There are two kinds of diabetes and they’re simply called Type 1 and Type 2. With Type 1 diabetes, your main problem is your body’s inability to produce insulin – the all-important hormone that converts blood sugar into energy. Without insulin, glucose will only continuously build up in your system. Type 1 is also called insulin-dependent or juvenile diabetes. There is no known cure for this type.

With Type 2 diabetes, your body is able to produce insulin but only in inadequate amounts. And if it is inadequate, your body is unable to make use of it completely and effectively.

There are other instances in life, like pregnancy for instance, that could cause you to suffer from diabetes.

Symptoms of Diabetes

If you suspect yourself of suffering from Type 1 diabetes, here are several symptoms to further confirm your suspicions.

Hunger. You’re eating enough or even more than what you need, but you still end up feeling hungry. This is because the glucose coming from the food you eat isn’t being converted to energy. As such, your system will still feel starved even if you’ve eaten enough for an army.

Thirst and Urination. High glucose levels in your blood reduces fluid volume, which consequently make you feel thirstier more often. And of course, increased thirst will generally lead to increased frequency in urination.

Weight Loss. Going back to the unsuccessful conversion of blood sugar into energy, muscle tissues and fats won’t be able to bulk up. The longer they’re deprived of energy, the more they’ll shrink in size. It’s not surprising for diabetics suffering from insulin deficiency to suddenly experience rapid and excessive weight loss.

Fatigue. Naturally, lack of energy distributed to your system will end up causing you to experience fatigue.
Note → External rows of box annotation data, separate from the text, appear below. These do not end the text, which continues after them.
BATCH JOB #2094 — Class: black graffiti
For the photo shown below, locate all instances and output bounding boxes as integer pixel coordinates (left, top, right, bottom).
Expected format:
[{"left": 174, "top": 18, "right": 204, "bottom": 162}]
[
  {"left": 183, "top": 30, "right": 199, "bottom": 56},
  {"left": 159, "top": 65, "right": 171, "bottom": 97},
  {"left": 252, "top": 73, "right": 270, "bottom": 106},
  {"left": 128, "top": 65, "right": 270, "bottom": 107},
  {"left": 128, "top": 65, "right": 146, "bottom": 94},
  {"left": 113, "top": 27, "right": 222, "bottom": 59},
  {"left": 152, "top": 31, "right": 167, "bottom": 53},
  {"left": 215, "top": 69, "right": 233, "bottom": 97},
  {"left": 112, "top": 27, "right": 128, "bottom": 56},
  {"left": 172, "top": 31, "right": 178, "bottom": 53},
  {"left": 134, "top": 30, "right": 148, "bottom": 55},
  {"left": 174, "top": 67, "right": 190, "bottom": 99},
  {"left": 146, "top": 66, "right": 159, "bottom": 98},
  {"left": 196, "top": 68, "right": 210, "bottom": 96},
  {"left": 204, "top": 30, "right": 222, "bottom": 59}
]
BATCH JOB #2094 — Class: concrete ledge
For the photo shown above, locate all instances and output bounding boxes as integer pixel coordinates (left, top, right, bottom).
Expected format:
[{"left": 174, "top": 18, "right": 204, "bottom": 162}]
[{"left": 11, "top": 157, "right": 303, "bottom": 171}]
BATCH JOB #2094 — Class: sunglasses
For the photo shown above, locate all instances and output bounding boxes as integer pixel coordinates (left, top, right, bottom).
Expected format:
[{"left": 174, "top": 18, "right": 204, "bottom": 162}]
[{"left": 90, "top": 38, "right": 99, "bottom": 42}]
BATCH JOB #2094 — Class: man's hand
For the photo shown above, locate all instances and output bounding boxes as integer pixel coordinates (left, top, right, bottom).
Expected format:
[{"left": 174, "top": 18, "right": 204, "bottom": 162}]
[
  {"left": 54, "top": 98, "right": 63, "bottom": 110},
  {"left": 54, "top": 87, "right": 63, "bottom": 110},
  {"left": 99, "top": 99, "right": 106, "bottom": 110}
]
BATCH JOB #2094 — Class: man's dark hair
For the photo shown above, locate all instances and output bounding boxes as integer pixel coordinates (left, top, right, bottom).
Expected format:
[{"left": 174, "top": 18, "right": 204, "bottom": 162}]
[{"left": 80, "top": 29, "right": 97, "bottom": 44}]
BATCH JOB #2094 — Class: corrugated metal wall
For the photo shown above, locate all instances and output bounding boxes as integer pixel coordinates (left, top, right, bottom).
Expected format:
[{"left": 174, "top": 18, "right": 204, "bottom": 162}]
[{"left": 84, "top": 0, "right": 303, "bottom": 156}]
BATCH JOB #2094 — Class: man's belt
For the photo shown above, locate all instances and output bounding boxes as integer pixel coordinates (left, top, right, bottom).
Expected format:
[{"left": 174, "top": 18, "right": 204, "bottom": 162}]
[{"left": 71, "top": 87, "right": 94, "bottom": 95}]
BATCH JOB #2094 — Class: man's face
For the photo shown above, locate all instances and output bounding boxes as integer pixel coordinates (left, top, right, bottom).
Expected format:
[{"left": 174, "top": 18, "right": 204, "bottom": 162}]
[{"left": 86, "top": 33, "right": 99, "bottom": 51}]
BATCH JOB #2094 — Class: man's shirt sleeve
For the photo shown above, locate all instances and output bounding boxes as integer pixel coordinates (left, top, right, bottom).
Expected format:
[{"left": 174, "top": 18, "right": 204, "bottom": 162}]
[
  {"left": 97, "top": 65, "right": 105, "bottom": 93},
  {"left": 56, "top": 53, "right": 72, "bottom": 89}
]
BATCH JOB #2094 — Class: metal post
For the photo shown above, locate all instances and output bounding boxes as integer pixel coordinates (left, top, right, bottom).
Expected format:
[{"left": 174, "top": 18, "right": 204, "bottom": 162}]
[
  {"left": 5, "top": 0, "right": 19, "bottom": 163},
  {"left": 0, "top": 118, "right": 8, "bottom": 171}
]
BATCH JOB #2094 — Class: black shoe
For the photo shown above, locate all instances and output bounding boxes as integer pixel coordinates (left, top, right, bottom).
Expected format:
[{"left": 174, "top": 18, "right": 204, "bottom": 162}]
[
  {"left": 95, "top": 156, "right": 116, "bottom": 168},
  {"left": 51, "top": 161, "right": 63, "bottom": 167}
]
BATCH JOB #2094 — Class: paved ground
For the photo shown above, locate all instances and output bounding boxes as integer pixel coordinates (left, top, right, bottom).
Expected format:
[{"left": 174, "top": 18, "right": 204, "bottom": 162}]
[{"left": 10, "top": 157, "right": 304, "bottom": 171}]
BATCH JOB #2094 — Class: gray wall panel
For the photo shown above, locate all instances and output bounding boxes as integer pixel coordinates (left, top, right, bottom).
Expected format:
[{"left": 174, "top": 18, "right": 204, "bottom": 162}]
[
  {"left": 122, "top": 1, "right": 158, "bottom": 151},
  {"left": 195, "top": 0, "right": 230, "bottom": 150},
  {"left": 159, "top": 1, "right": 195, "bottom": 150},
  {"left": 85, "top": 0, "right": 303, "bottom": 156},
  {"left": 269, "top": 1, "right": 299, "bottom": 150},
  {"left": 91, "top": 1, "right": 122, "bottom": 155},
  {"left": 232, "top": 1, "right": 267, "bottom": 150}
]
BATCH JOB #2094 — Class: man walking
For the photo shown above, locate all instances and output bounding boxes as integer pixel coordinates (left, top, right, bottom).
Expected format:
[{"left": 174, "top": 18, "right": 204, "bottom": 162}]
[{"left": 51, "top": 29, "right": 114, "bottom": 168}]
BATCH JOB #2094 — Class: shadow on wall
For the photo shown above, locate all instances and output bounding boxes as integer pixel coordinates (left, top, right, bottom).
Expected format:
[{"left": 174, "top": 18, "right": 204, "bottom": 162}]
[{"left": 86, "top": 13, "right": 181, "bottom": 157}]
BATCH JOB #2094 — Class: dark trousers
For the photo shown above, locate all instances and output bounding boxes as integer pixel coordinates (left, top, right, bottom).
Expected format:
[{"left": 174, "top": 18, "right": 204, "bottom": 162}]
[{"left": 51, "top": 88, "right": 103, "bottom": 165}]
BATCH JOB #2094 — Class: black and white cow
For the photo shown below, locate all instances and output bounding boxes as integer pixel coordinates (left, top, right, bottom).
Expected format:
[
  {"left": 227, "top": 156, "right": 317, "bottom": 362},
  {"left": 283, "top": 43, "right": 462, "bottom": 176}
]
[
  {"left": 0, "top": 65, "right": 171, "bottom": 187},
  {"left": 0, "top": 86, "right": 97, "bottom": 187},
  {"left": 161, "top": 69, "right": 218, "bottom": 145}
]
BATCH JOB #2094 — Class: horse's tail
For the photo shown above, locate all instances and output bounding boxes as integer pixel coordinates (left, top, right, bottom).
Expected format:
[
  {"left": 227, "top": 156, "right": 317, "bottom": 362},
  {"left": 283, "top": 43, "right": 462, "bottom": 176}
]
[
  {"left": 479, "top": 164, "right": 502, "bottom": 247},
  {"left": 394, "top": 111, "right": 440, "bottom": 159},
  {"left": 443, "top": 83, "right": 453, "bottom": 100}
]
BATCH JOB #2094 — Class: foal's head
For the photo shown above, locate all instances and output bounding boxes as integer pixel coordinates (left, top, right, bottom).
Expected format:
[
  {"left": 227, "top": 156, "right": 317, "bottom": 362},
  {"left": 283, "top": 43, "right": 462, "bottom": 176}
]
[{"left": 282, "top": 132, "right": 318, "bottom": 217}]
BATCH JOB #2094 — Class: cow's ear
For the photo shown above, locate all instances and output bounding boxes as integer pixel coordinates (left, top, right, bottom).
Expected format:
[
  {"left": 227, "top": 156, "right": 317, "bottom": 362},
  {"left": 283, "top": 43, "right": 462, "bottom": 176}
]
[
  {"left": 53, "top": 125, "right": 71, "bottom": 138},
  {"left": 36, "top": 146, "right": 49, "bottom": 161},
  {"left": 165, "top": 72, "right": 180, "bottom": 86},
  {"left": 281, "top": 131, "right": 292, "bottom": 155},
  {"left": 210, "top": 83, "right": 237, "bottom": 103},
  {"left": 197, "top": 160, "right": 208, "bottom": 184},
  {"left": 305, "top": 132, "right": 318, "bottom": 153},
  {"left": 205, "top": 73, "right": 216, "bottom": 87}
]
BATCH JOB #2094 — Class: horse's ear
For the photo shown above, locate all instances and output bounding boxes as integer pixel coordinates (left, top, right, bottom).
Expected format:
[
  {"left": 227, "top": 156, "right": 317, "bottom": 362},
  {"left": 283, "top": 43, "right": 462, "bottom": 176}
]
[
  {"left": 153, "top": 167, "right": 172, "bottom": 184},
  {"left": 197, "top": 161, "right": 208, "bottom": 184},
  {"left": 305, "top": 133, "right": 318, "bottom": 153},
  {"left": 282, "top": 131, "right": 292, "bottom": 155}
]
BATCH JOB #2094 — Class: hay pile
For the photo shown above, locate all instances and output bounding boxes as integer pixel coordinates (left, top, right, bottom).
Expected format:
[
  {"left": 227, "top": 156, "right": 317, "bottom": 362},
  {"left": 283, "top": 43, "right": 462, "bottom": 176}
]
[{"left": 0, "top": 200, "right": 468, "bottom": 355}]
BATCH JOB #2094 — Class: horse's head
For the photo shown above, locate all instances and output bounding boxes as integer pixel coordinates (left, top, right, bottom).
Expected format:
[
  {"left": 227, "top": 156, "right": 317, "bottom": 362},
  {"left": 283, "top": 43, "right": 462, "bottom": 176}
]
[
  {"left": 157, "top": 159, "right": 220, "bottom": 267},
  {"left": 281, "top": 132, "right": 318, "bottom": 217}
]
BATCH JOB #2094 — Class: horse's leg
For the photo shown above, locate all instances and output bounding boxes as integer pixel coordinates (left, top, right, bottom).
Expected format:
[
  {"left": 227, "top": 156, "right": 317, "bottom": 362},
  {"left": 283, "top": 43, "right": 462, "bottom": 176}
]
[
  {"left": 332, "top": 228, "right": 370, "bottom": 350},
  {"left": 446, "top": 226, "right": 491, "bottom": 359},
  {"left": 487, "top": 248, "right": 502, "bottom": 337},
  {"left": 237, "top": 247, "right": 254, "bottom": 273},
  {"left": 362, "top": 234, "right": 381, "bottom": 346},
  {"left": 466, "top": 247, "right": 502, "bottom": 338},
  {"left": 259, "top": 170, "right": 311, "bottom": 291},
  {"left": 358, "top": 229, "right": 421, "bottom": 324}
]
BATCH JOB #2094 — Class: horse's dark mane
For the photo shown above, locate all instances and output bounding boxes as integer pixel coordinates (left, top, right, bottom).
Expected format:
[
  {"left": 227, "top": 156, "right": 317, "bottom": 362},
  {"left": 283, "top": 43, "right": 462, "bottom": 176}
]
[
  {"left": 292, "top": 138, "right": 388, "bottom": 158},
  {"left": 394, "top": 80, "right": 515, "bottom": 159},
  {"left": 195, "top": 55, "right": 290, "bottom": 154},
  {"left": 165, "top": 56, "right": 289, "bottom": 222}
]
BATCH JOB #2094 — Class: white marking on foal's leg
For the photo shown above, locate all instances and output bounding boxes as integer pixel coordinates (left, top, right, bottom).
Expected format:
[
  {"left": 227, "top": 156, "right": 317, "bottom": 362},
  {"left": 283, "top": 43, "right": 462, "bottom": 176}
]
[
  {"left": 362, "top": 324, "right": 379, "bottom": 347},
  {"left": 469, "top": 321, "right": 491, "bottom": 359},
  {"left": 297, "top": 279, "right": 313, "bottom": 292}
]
Blurry Vision. In spite of its common occurrence, blurry vision is one of the least known symptoms of diabetes. Decreasing fluid levels in your blood will eventually affect fluid levels in the rest of your body, such as your eyes. Diabetes could cause you to have poorer focus because of reduced fluid levels.

Causes of Diabetes

And now, we get to the most important question: how do we get diabetes? Unfortunately, while we do know what happens inside our body to make us suffer from diabetes, no scientist has yet discovered what causes the specified sequence of events to occur. Nobody knows why an individual’s immune system would suddenly destroy cells responsible for producing hormones and therefore leading to the increase of glucose content in his blood.
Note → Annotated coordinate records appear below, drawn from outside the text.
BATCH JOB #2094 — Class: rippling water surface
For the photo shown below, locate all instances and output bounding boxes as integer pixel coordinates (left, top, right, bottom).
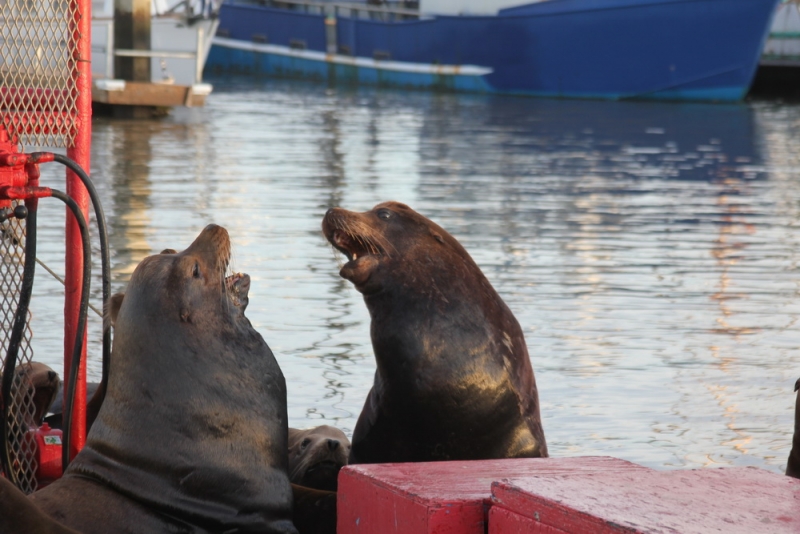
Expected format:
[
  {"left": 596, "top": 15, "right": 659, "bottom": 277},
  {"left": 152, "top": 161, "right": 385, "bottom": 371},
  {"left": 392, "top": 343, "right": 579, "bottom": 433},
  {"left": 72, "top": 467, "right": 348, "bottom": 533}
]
[{"left": 26, "top": 79, "right": 800, "bottom": 472}]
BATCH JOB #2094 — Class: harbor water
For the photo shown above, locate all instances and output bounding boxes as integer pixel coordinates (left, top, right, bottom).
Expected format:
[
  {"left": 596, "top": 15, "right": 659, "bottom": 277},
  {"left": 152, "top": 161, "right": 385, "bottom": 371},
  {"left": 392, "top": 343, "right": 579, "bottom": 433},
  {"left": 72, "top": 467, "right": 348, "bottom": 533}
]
[{"left": 25, "top": 78, "right": 800, "bottom": 472}]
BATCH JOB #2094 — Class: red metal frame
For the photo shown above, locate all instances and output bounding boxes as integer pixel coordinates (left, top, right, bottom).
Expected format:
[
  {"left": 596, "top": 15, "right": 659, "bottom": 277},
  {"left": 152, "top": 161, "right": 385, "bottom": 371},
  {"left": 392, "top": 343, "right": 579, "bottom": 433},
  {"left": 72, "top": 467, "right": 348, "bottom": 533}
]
[{"left": 64, "top": 0, "right": 92, "bottom": 458}]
Scientists, however, have certain theories about possible causes of Type 1 diabetes. For one, genetics have been pinpointed to potentially cause diabetes. Family history as well as exposure to certain bacteria and viruses have also been cited as possible contributing factors.
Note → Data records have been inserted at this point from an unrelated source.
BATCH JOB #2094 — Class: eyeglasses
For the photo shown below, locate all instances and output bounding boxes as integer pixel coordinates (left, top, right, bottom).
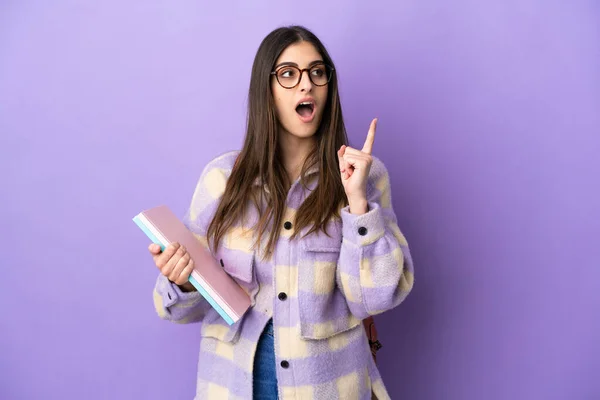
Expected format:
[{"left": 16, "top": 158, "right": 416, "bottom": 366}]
[{"left": 271, "top": 64, "right": 334, "bottom": 89}]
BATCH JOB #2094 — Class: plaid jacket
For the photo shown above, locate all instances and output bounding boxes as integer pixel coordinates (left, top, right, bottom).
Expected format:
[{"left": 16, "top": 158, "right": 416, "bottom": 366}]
[{"left": 154, "top": 151, "right": 413, "bottom": 400}]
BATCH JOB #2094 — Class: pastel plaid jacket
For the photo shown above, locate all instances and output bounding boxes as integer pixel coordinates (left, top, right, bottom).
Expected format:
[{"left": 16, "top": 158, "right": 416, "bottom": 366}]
[{"left": 154, "top": 151, "right": 413, "bottom": 400}]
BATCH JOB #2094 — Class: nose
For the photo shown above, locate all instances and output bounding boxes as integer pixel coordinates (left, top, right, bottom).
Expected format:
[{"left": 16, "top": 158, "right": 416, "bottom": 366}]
[{"left": 298, "top": 70, "right": 313, "bottom": 92}]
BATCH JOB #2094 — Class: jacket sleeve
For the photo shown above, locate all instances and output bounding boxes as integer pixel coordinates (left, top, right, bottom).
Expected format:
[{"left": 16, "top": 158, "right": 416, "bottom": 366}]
[
  {"left": 153, "top": 155, "right": 233, "bottom": 324},
  {"left": 336, "top": 157, "right": 414, "bottom": 319}
]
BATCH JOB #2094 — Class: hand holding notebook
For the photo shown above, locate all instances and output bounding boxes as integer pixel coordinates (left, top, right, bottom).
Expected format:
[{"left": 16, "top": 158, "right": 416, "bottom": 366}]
[
  {"left": 133, "top": 206, "right": 251, "bottom": 325},
  {"left": 148, "top": 243, "right": 196, "bottom": 292}
]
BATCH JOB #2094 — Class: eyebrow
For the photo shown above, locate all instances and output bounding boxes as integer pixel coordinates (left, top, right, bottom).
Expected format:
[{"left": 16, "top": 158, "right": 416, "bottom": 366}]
[{"left": 275, "top": 60, "right": 325, "bottom": 69}]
Consulting Your Doctor about Diabetes

Even without determining the cause, the list of symptoms provided will still enable you to determine whether you are suffering from Type 1 diabetes of not. If your suspicions have been confirmed, the next step for validation is to consult your doctor. The type of test or procedure you’ll be subjected to will depend on your doctor. In most cases, however, blood tests would be enough to verify your condition.

If not treated properly and instantly, Type 1 diabetes can lead to various complications from short-term ones like extremely high or low blood sugar content and diabetic ketoacidosis to long-term ones like having neuropathy, nephropathy, osteoporosis as well as other serious problems with your heart, eyes, foot, skin and mouth.

Treatments for Diabetes

The critical fact you have to understand about treating diabetes is that it’s a commitment which would last a lifetime for you and your loved ones. Emotional support is just as vital for you to cope with your condition.

The components making up treatment plans for diabetes will be determined by your doctor and your preferences. It will commonly include dietary restrictions, exercise requirements, lifestyle changes, and use of medications and possibly therapies as well.